Unanswered Questions in my Mind on the Terry Schiavo Case

When I wrote to the editor of the RM paper, I felt a little guilty for not dealing with the "life" issues. But here's why I didn't. I simply don't know enough about all the complexities of this case to speak anywhere near authoritatively. There are too many unanswered questions in my mind.

  • Is rehab possible? Has it been tried? Who's right about this--the parents and their doctors or the husband and his?

  • What is a reasonable physical level of physical deterioration to make feeding tube removal ethical?

  • Do the rights of a husband include the right to terminate life?

  • Is there a difference between terminating care for a brain dead person and a persistently vegetative person?

  • Is the husband's testimony that Terri said she would never want to be in this state credible in light of his apparent motivations? If he didn't care about the money, he could divorce her. (Jesus' teaching on divorce and fornication doesn't seem to be a guiding principle in his life.)

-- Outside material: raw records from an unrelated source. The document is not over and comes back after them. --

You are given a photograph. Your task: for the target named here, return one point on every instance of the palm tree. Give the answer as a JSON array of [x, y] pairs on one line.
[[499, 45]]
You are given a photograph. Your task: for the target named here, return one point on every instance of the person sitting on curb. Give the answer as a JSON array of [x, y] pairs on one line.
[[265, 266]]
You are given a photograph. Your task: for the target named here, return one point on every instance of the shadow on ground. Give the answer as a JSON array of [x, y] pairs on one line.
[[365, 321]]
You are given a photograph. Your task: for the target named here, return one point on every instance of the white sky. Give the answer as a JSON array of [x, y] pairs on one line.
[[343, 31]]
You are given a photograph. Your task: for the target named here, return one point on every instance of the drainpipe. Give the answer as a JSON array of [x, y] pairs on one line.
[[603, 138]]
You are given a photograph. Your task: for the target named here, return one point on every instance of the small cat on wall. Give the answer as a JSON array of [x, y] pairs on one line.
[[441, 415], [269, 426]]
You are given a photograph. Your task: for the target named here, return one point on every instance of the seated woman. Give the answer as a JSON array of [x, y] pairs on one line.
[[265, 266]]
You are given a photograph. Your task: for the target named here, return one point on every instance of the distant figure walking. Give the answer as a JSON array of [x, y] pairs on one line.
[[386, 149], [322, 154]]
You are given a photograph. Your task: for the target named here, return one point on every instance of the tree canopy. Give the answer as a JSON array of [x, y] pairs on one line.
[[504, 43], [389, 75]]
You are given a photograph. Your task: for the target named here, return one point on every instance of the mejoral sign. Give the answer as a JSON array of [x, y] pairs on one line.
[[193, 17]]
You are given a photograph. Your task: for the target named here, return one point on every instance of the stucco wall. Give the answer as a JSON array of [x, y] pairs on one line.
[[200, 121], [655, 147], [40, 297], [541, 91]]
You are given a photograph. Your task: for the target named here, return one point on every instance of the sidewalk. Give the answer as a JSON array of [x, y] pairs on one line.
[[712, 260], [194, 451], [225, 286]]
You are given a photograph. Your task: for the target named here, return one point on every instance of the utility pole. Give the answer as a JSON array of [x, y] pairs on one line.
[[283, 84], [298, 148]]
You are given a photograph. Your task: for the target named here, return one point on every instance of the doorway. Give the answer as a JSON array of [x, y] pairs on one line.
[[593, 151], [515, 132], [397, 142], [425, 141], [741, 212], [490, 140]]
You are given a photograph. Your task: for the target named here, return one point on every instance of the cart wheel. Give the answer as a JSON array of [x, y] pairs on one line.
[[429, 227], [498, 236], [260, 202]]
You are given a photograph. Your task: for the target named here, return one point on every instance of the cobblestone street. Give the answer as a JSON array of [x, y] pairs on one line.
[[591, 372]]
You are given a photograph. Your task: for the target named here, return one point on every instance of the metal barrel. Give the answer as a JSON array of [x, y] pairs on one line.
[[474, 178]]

  • Is federal intervention going too far? Does the argument hold water that "if death row inmates get a hearing with the U.S. Supreme Court, Terri should too"?

    Anonymous said...

    My dire prediction is that all of these questions/concerns will be addressed after Terry's death. Then (and only then) will the news media focus on Michael Schiavo and possibly question his motives and financial gain. It will be interesting to see all of his supporters "back off" if/when Terry Schiavo dies...especially the politicians!

    Anonymous said...

    I realize this is after the fact, but I have a few comments. First, what was the motive behind wanting the feeding tube removed? Why wouldn't the husband turn Terri over to her parents? Did he have the tube removed out of love? Not for Terri! Maybe for self. If he'd loved her, he'd have stuck by her side, as our wedding vows say, "in sickness and in health." If he loved her, he'd have honored her parents. Next, the feeding tube was already inserted. When I was caring for my mom, our doctor said "Do not have a feeding tube inserted. It's too hard on the patient." But then, my mom was in her 80's, with no hope of recuperation. Terri had been improving before her husband stopped rehab. Who knows but what she wouldn't have kept on improving? Why didn't her husband want her to? Since the tube was already inserted, and her parents wanted to care for her, why not? If her husband didn't love her enough to stay with her, how could anyone believe him when he said Terri would not have wanted to live that way?